#30099 closed defect (bug) (invalid)
fetch_feed does not properly parse URLs with query strings
Reported by: | leereamsnyder | Owned by: | |
---|---|---|---|
Milestone: | Priority: | normal | |
Severity: | normal | Version: | 4.0 |
Component: | General | Keywords: | |
Focuses: | Cc: |
Description
Using fetch_feed with this url:
http://www.ibm.com/developerworks/views/global/rss/libraryview.jsp?&contentarea_by=global&topic_by=BlueMix&product_by=&type_by=All%20Types&search_by=&industry_by=&sort_by=Date&series_title_by=
the function Simplepie::IRI::parse_iri decodes it to this (using a print_r($match) ):
Array ( [0] => http://www.ibm.com/developerworks/views/global/rss/libraryview.jsp?contentarea_by=global&topic_by=BlueMix&product_by=&type_by=All%20Types&search_by=&industry_by=&sort_by=Date&series_title_by= [1] => http: [scheme] => http [2] => http [3] => //www.ibm.com [authority] => www.ibm.com [4] => www.ibm.com [path] => /developerworks/views/global/rss/libraryview.jsp [5] => /developerworks/views/global/rss/libraryview.jsp [6] => ?contentarea_by=global& [query] => contentarea_by=global& [7] => contentarea_by=global& [8] => #038;topic_by=BlueMix&product_by=&type_by=All%20Types&search_by=&industry_by=&sort_by=Date&series_title_by= [fragment] => 038;topic_by=BlueMix&product_by=&type_by=All%20Types&search_by=&industry_by=&sort_by=Date&series_title_by= [9] => 038;topic_by=BlueMix&product_by=&type_by=All%20Types&search_by=&industry_by=&sort_by=Date&series_title_by= )
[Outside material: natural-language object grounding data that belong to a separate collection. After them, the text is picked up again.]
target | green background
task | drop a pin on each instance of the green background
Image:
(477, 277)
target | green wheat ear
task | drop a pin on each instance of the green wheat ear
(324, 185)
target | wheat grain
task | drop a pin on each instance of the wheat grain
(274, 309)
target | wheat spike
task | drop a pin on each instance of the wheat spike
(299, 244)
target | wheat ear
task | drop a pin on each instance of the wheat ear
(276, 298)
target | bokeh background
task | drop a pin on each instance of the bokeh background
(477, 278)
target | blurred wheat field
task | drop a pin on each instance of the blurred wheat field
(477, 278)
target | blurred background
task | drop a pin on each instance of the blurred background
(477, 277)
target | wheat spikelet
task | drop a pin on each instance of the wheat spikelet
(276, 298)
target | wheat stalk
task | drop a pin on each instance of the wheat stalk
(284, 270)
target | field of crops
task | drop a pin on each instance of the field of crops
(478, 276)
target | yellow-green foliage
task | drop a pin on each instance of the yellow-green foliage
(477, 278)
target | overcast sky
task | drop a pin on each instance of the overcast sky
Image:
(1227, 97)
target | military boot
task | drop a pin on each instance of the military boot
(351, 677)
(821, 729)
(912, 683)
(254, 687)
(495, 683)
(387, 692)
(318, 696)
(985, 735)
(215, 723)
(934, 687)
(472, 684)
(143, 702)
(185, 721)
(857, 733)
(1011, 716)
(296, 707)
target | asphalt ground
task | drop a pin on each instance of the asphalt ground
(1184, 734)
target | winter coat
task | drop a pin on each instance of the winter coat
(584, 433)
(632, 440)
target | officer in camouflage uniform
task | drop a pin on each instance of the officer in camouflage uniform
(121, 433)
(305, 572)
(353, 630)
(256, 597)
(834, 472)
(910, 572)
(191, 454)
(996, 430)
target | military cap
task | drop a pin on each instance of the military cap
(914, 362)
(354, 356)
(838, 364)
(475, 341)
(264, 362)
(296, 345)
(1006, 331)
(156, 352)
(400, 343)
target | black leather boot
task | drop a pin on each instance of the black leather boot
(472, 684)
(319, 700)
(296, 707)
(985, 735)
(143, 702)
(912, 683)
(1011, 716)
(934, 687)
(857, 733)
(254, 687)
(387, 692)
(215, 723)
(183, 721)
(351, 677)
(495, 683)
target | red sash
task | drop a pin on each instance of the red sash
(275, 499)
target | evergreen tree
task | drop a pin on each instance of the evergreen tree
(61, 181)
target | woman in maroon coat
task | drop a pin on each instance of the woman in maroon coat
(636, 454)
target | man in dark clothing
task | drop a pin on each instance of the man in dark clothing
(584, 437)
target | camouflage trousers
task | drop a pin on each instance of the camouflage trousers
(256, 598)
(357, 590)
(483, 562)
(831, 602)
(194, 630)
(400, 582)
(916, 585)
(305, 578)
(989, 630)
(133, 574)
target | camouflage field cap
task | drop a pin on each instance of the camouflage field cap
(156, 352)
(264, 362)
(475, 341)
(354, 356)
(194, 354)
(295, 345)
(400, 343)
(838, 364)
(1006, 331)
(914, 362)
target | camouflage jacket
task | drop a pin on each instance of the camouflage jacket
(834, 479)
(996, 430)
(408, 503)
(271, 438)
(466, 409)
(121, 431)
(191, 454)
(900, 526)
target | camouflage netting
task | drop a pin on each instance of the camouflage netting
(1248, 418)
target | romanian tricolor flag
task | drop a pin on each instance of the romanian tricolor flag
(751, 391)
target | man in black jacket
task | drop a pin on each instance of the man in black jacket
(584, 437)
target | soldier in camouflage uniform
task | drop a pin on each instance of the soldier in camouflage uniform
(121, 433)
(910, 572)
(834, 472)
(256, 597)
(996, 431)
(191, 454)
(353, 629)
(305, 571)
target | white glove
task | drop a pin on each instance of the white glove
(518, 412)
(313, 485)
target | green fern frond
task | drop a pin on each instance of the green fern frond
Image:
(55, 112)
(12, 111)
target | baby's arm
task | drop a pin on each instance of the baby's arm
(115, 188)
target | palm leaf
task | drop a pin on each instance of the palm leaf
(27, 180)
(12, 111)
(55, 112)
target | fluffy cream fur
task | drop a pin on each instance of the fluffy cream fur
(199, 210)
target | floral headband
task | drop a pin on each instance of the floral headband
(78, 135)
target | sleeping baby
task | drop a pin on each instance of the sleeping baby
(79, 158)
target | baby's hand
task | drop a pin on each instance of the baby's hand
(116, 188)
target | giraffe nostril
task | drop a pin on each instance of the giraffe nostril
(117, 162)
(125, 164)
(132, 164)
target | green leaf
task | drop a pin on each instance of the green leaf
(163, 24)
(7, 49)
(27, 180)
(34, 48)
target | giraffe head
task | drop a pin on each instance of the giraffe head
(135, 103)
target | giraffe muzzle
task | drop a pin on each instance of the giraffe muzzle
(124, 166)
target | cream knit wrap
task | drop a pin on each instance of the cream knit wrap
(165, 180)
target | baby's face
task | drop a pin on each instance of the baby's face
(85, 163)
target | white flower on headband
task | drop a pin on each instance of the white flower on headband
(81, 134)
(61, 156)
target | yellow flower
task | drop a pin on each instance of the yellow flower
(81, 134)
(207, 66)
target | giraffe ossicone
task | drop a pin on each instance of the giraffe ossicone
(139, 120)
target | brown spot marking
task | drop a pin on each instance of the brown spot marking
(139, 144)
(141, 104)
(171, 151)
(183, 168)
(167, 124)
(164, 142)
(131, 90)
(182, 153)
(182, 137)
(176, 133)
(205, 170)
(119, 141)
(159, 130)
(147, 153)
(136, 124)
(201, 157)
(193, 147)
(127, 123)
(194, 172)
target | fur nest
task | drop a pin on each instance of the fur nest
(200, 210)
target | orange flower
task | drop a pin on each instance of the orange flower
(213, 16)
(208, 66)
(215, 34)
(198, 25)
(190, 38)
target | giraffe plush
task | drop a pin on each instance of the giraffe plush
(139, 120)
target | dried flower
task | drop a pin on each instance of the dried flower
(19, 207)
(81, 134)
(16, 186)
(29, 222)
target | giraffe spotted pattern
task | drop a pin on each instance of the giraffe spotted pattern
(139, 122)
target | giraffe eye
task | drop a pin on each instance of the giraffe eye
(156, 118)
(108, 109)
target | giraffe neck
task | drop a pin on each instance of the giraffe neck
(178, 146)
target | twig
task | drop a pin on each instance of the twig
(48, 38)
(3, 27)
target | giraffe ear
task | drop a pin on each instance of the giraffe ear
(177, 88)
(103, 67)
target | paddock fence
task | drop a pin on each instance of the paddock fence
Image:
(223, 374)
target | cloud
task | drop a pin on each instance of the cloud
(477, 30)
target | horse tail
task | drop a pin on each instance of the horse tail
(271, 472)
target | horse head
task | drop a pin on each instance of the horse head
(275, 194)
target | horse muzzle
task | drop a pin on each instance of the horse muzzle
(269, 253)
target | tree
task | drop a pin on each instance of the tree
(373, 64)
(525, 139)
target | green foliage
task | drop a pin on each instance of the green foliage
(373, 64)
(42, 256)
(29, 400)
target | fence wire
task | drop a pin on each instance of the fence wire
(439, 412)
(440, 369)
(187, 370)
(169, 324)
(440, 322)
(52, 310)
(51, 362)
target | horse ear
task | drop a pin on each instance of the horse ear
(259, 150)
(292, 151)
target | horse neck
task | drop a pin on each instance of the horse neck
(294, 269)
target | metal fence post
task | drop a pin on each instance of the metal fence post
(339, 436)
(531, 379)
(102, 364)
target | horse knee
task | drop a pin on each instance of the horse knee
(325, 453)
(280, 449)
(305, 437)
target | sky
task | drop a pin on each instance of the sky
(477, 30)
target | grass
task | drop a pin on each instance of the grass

The $match[query] appears to be stopping at the first parameter, and the rest is thrown in to $match[fragment] incorrectly.
Weirder: the first ampersand (but only the first) appears to be html encoded to '#&038;', which has a '#', which is why the fragment starts with '038;'. I can't for the life of me explain where in parse_iri it's being escaped.
Change History (3)
Note: See
TracTickets for help on using
tickets.
I am unable to reproduce this with the given url. I took the parse_iri function and copied it out to a different file for testing. I then passed it the url give in the ticket. The return was normal.
Here is the example I did. The first url is prior to the trim(), the second url is after the trim, and then the array is print_r( $match ).
Example: http://jmortensen.bluehoststaff.com/IRI
It seems to me that the url encoding is happening somewhere else.